株式会社小学館は、男子小学生向けマンガ雑誌『月刊コロコロコミック』の読者アンケートをもとに、男子小学生のリアルを分析するプロジェクト『コロコロコミック研究所(ラボラトリー)』を発足しました。その一環として、現役の男子小学生を中心に「平成レトロ」に関する実態調査(有効回答数989人)を実施しました。
近年、Z世代や女子小学生の間で「平成女児」カルチャーなどの平成レトロが一大ブームとなっていますが、今回の調査により、その波が男子小学生の間にも確実に広がっていることが明らかになりました。
2人に1人が「親世代の玩具」を体験している
「クラスや友だちの間で、おうちの人が子どもの頃に遊んでいたモノで遊ぶことはあるか」という質問に対し、過半数となる53.8%が「ある」と回答しました。スマートフォンひとつで手軽に最新のゲームが遊べる令和の時代ですが、子どもたちにとって親世代が夢中になった玩具は魅力的な選択肢となっているようです。

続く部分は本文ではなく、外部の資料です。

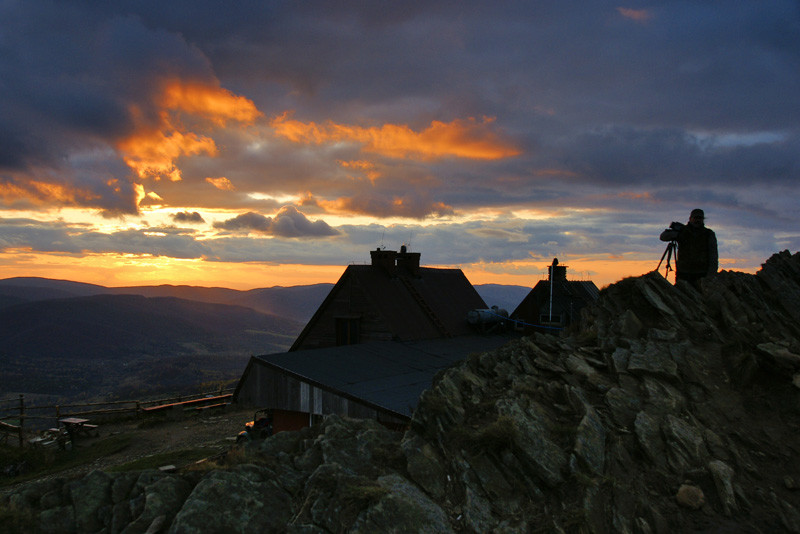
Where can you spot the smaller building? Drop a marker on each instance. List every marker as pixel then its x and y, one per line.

実際に遊んでいる玩具の種類を尋ねたところ、票数の割合が2桁を超えたトップ3が判明しました。第1位は「ファミコン」(13.5%)、第2位は「ミニ四駆」(13.0%)、第3位は「DSシリーズ(DS/2DS/3DS等)」(12.7%)という結果になりました。また、4位には「たまごっち」(8.6%)、5位には「ベイブレード」(7.4%)がランクイン。かつて一世を風靡し、現在もリバイバルやシリーズ展開が続いているホビーが上位に食い込んでいます。
不便さや難しさが「逆に新しい」エンタメに
平成の玩具で遊ぶ理由(複数回答)の第1位は、「おうちの人と一緒に遊べるから」(24.5%)でした。親にとっては懐かしく、子どもにとっては新鮮な玩具が、親子の共通の話題やコミュニケーションを深める手段として役立っている様子が伺えます。

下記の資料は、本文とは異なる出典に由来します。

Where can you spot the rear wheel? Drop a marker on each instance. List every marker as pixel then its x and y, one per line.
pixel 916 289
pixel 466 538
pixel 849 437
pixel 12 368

続く2位には「見た目やデザインがかっこいい・かわいいから」(20.2%)がランクイン。さらに、「今のモノより難しくて、燃えるから」(8.0%)や「少し不便なのが、逆に新しいから」(5.3%)といった意見も目立ちました。グラフィックが洗練され、親切な設計が当たり前となった現代のゲームに慣れた子どもたちにとって、ドット絵の質感や攻略の難しさ、時には「バグの多さ」さえも、未知の体験であり新鮮なエンターテインメントとして受け入れられているようです。自由回答の中には「今のベイブレードと昔のものを戦わせたい」といった、世代を超えた組み合わせを楽しむユニークな意見もありました。
認知のきっかけは「リアルなつながり」が圧倒的
「おうちの人が子どもの頃に遊んでいたモノを知ったきっかけ」については、1位が「おうちの人」(64.9%)で、2位が「友だち」(10.0%)となりました。親が大切に保管していた現物を見たり、家庭内での会話から知ったりするケースが圧倒的多数を占めています。
一方で、「SNS(X、TikTok、Instagramなど)」をきっかけに知ったと答えた割合はわずか1.7%にとどまりました。現役の小学生男子においては、デジタル上のトレンドよりも、家族や友人、あるいは店舗や『コロコロコミック』の誌面といった「リアルな接点」や口コミが、レトロカルチャーの認知と普及に強い影響を与えていることが分かります。
平成レトロは親子を繋ぐ「未来型カルチャー」へ
『コロコロコミック研究所』の小林浩一所長は、今回の結果について「デジタルネイティブにとって、ドット絵や攻略の難しさは古いのではなく“未知の体験”であり、体験価値の再発見と言えます。スマートフォン一台で完結するエンタメとは異なり、そこには親子で『教え合う』といったリアルな関係性が存在します。平成レトロは単なる懐古ブームではなく、親子の共通言語をつくる『未来型カルチャー』になっているのかもしれません」と分析しています。
かつて平成の時代に少年たちが熱狂したホビーやゲームは、令和の時代において、親子の絆を深める新しいコミュニケーションツールとして進化を遂げているようです。